Lucy (Drew Barrymore) wakes up every morning with no memory of anything that happened since her brain was injured in a car crash 18 months before. For the rest of us, everything that happens in this movie is just too, too familiar.
Yes, it’s another Adam Sandler movie, which means that a sweet but very immature man will fall for a winsome young lady amidst many, many, many attempts to find humor in sexual orientation, the impact of steroid use on sexual function, the relative merits of different sexual partners, getting walloped on the head, getting walloped on the stomach, getting bit by a shark, various physical disabilities and impairments, and more references to penis size and sexual stamina than an e-mailbox full of spam.
Sandler plays Henry Roth, an affable marine veterinarian at a Hawaiian acquarium whose only long-lasting relationships are with the walruses and penguins and with the goofy guy who cleans the tanks (Rob Schneider). Henry has many, many short-term relationships with female tourists, which keep him safe from commitment. Then he meets Lucy, whose short-term memory impairment makes it impossible for her to make any kind of commitment. He can’t break her heart because no matter what happens, she won’t remember him. But he falls in love with her. The girl who can’t remember is the one he can’t forget.
Barrymore is as delicious as ever, and, as in The Wedding Singer, she and Sandler have an easy chemistry that showcases their offbeat appeal. Even with an exceptionally sweet and tender romantic conclusion, some audience members will find there is too little romance and too much gross-out humor (did I mention the part where the walrus barfs all over the sexually frustrated but mannish woman with an accent?). Then there are some who will think the romance is just a distraction while waiting for the next joke about penis size.
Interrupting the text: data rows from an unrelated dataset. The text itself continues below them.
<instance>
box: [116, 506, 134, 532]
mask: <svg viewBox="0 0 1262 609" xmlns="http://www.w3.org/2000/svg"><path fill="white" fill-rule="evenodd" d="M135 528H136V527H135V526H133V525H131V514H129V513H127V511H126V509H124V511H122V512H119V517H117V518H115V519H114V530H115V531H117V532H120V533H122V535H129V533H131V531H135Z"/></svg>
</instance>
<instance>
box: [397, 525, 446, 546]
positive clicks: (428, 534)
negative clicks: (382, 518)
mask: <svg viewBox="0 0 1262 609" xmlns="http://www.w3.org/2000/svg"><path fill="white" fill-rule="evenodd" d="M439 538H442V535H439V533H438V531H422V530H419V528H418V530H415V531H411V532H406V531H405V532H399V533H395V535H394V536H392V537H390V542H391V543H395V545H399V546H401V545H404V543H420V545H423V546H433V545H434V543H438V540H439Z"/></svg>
Some will be sorry about the waste of talented performers like Dan (“Saturday Night Live”) Ackroyd, as Lucy’s doctor, and Sean (Lord of the Rings) Astin as Lucy’s lisping, steroid-using brother. There may also be some who just wish everyone would get out of the way of the beautiful Hawaiian scenery. This movie has something to disappoint just about everyone.
Parents should know that this movie has exceptionally gross and crude humor, with extremely strong language for a PG-13 and comments that could be considered homophobic. Humor is drawn from drug use, disability, and injury, all portrayed as grotesque, including a clouded eyeball and a lisp. There are sexual references and situations. The movie includes a tragic car crash and comic violence, including a gross sharkbite wound and many, many very hard bonks on the head. Those who have not yet seen The Sixth Sense should know that this movie gives away the surprise. One positive note is that diverse characters demonstrate compassion and loyalty.
Families who see this movie should talk about the memories they would put into a book or tape like the one Henry makes for Lucy. How does your family try to help the members who have injuries or disabilities? They might want to talk about the way that Henry tried to protect his feelings with casual affairs and why that became unsatisfying for him. Families might be interested in more serious treatments of brain dysfunction like Lucy’s. In the book that became Awakenings Oliver Sachs also wrote about a patient with short term memory loss, which inspired the legendary Harold Pinter to write “A Kind of Alaska.” A syrupy but touching book by Nicholas Sparks called The Notebook describes a couple like Henry and Lucy.
Families who enjoy this movie will also enjoy seeing Barrymore and Sandler together in The Wedding Singer. They will have fun with another comedy about someone who lives the same day over and over in Groundhog Day and another comedy about men who have many short-term relationships, Dirty Rotten Scoundrels. Families might like to compare Lucy to Dory in Finding Nemo — including the fact that both appear in movies with characters named Marlin!